The Eightfold Path picks out Right Thought, Right Speech, and Right Action as the foci for ethical practice. This is wise.
I’d like to begin with where we are, however. We engage in wrong, unwholesome, negative thought patterns; and we react, in wrong speech and in wrong action, out of these unwholesome thought patterns.
In lieu of appealing to basic ethical precepts (however helpful these may be), might each of us try to identify the particular ways in which a specific unwholesome thought, speech, and action arise? If we could do that, then we’d be in a position to formulate ethical maxims that could be skillfully applied to the specific situation–just where we need them most.
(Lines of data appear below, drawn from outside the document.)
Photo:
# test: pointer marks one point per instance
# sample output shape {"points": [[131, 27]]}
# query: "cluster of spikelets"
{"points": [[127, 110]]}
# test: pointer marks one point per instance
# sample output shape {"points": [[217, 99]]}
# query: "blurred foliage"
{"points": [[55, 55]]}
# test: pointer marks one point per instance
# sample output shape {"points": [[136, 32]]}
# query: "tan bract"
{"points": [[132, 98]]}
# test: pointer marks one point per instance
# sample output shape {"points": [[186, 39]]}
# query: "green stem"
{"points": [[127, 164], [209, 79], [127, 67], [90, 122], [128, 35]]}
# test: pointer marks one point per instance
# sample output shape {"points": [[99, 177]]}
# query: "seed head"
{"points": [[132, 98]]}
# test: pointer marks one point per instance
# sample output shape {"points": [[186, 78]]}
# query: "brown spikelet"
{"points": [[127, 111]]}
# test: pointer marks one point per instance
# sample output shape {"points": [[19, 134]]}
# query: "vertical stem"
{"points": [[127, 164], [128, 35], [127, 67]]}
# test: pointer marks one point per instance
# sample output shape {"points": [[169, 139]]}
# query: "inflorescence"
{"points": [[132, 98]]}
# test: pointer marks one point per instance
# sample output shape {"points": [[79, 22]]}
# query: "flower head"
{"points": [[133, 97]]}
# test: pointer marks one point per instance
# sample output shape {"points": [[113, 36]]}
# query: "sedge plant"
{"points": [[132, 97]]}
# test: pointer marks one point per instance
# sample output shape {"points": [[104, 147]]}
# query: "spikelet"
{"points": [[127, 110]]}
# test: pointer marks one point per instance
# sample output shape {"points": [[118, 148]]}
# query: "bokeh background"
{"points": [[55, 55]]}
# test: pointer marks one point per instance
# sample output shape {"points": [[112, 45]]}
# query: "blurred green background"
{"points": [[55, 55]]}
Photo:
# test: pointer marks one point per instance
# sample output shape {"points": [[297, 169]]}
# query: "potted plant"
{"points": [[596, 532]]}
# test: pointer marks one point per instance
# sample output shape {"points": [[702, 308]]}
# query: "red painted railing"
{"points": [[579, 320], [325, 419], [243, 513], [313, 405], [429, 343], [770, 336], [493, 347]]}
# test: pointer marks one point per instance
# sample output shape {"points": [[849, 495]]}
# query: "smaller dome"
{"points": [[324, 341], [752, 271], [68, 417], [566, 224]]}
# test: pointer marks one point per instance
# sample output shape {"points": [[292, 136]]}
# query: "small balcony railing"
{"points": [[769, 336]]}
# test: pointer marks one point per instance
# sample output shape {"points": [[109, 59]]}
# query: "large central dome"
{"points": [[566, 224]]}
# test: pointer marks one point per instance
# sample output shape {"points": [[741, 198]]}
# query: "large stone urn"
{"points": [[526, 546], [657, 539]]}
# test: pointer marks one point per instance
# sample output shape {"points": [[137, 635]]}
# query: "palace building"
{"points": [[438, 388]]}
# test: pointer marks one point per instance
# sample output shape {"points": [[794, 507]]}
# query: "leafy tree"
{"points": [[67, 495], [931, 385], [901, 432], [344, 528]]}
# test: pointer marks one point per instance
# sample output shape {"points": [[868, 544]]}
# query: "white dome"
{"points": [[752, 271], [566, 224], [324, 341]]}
It would be good, then, to begin by identifying one’s samskaras, or false identities. If John, out of pride, believes, “I am the knower,” then unwholesome thoughts will show up (“She doesn’t know what she’s talking about–the fool”) as will wrong speech (“It seems to me that quantum mechanics says otherwise”) and wrong action (the agent in question refuses to do X or Y on the grounds that both are ‘beneath him’).
The key ethical maxims, in this case, would be:
- Be humble: let go of pride and thus of separation.
- Be charitable: give a lot of slack to others as they express their views, etc.
- Be open: let go of “yes this” and “no that” (Zhuangzi).
Understood thus, ethical practice is a way of purification and thus a way also of attuning oneself to Awareness.